You can define new local variables by using the val statement within a block of statements:

class Obj(val d: int, val e: int) {
function valExample(): int = {
val a: int = 1;
val b = 2;
val { d as c } = { d: 5, e: 4 }
val _ = 42;
a + b * c
}
}

The above example shows various usages of val statement. You can choose to type-annotate the pattern (variable, tuple, object, or wildcard), destruct on tuples or object, and ignore the output by using wildcard (supported in tuple pattern and wildcard pattern). Note that the semicolon is optional.

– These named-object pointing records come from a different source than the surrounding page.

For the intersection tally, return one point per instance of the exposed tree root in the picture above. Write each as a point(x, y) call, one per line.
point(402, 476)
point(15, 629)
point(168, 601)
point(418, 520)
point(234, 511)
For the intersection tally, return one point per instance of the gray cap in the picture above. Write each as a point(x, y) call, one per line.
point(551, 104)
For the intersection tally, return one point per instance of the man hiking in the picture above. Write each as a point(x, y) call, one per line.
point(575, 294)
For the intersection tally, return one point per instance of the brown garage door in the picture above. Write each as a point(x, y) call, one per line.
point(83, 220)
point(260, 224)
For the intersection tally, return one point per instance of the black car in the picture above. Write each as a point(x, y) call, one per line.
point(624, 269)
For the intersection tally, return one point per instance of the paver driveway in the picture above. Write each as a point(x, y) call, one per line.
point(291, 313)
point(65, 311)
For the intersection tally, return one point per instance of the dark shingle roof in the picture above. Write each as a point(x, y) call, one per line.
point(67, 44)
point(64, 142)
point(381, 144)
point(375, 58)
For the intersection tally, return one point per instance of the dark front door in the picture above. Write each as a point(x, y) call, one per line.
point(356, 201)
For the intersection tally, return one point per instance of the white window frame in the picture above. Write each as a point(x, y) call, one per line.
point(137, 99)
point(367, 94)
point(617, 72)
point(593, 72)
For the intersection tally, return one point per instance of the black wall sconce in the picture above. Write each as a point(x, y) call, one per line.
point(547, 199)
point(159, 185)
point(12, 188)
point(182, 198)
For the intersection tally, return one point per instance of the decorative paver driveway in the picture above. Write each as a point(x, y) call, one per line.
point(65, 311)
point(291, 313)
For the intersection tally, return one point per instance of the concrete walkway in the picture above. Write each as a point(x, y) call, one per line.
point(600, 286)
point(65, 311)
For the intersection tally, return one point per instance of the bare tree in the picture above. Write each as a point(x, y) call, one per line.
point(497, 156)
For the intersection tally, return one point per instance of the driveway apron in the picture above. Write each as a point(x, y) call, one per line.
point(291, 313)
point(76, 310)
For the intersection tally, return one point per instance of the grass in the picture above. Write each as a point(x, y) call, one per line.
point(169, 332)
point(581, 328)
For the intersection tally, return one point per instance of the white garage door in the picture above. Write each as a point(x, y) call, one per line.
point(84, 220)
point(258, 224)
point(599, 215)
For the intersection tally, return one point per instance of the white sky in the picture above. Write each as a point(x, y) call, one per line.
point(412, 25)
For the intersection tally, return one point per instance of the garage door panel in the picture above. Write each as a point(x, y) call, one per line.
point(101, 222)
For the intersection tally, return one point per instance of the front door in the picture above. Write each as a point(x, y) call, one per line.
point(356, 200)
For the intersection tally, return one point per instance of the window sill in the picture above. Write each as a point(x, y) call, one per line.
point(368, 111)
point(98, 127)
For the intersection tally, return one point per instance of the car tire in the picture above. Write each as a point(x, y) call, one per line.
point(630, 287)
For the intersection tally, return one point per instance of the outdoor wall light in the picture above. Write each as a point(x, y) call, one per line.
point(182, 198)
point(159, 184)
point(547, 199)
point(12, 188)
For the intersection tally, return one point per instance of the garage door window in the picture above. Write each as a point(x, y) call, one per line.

Statement blocks can be nested:

function nestedBlocks(): int = {
val a = {
val b = 4;
val c = {
val d = b;
b
};
b
};
a + 1
}

You can create a unit value by {}.

Type Inference

The only absolutely required type annotated happens at the top-level class function and method level. Most other types can be correctly inferred by the compiler and can be omitted from your program.

The type checker uses local type inference to infer types of most expressions. Therefore, it cannot infer types from the whole program like OCaml does. Instead, it will push down type hints from local, nearby contexts.

Despite the fundamental limitation, the compiler can correctly infer most of the local expression types. If your code does not use generics or unannotated lambda parameters, then all types can be inferred correctly. Most of the type arguments can be inferred, so they do not need to be explicitly supplied. Unannotated lambda parameters with local context but without parametric polymorphism can also be inferred perfectly.

Even when you combine polymorphic function call and unannotated lambda parameters, the type checker still attempts to infer the types from left to right. It will work in most of the code. An illustrating type inference example is available near the top of the page.